未明の闘争.jpg力作です。小説は、絵画や音楽と同じ「芸術」なのだと改めて感じる作品です。それもかなり先鋭的な。冒頭から、文章は意図的に文法が変になっているし、話の途中で別の話が挿入されたかと思うと、元の話に戻らずに、その話からまた別の話につながってしまい、元の話はもうどこかに行ってしまっています。時間は一方向に流れるものではない、というようなことを登場人物が語っているが、この小説はそれをそのまま表しています。とにかく、私たちが普段読み慣れている小説とは全く違う構造です。保坂和志の小説論やエッセイを読んでいれば、これこそが狙いなのだというのは納得できるものの、慣れていないので読みづらく、それぞれの話は面白いので、つい時系列に並べ直したい誘惑に駆られてしまいます。頑張って読み進むと、146頁で主人公がセシル・テイラーのCDをかける場面に出くわしました。そうかフリージャズを聴くように読めばいいのか。職場の同僚だった死んだ友人の通夜の話から始まって、共通の友人「アキちゃん」が登場し、彼がドストエフスキーの「分身」などを引用しながら輪廻や前世の話をします。子供の頃に飼っていてもう死んだ犬、妻と飼っていた猫達、にまつわるいくつかの話。死、時間、というテーマが明確になりだしたかと思うと、若い恋人との不倫旅行の話が挟まりだして、二人が公園のベンチに辿り着いた350頁あたりから延々20頁にもわたって、公園の風景やそこにいる物語とは関係のない人々の描写が続きます。これが圧巻です。長めのドラムソロかベースソロを聴いているような、「もっていかれる」感覚です。すごい。

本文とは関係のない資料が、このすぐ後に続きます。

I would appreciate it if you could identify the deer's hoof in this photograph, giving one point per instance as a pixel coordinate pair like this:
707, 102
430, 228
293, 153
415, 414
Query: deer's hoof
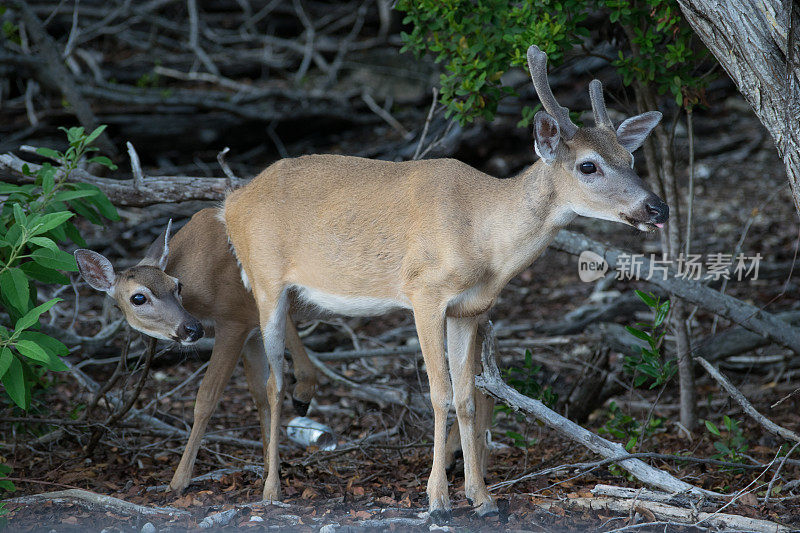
487, 509
441, 517
451, 464
300, 407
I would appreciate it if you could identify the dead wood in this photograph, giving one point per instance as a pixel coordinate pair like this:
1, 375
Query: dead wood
748, 408
56, 73
153, 190
668, 514
93, 500
751, 317
492, 383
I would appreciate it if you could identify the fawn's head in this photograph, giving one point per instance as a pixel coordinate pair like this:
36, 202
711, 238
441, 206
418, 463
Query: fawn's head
594, 165
149, 298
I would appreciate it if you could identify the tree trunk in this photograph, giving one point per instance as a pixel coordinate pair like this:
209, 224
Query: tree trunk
758, 46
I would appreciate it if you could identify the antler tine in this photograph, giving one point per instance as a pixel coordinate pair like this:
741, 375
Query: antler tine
537, 64
599, 105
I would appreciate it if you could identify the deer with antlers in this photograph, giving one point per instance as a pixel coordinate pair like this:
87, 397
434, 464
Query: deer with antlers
360, 237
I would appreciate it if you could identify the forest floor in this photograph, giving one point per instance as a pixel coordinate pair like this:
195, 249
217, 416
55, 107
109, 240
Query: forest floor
378, 483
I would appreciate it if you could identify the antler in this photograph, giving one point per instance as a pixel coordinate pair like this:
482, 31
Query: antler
599, 105
537, 64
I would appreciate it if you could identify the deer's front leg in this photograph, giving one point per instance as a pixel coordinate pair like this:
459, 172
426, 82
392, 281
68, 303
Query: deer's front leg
228, 344
430, 328
461, 344
272, 311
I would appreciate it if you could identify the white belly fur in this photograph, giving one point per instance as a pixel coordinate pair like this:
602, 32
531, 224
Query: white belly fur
349, 305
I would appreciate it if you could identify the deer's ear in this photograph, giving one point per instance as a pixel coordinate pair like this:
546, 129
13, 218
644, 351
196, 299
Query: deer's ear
632, 133
157, 253
96, 270
546, 136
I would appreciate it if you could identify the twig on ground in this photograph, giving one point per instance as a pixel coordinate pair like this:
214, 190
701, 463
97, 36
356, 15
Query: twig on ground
136, 167
427, 125
385, 115
777, 472
748, 408
94, 500
669, 515
492, 383
225, 168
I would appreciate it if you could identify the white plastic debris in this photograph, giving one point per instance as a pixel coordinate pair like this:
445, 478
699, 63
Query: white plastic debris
218, 519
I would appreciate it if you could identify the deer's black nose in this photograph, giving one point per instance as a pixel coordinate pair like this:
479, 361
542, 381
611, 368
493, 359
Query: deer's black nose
191, 331
658, 210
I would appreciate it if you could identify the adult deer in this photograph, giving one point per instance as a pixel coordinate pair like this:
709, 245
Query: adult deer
193, 275
360, 237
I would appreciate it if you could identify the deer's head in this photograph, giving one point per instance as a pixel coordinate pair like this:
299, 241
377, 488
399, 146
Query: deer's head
149, 298
594, 165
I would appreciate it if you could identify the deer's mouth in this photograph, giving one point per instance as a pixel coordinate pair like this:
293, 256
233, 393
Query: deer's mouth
641, 225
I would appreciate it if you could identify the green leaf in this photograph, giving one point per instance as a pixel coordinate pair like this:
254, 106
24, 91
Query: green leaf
6, 356
639, 334
44, 242
45, 275
31, 350
55, 259
103, 160
712, 428
14, 284
99, 201
51, 345
646, 298
63, 196
51, 220
49, 153
95, 134
32, 316
14, 382
19, 215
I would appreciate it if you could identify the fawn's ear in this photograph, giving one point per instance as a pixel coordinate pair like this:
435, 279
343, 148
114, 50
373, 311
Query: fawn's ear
632, 133
96, 270
546, 136
156, 254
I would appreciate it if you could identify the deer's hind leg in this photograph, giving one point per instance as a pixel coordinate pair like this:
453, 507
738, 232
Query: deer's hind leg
273, 307
304, 371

ああしかし、どれだけ言葉を並べても保坂和志の作品の面白さを伝えられない気がします。私の言語力が足りないのはもちろん承知していますが、著者がいつも言っているように、小説の面白さは小説の中にしかありません。エンタテインメント小説が全盛の昨今ですが、このような小説を同時代に読めるということは、とっても文化的に幸せであるなあ、と心から思います。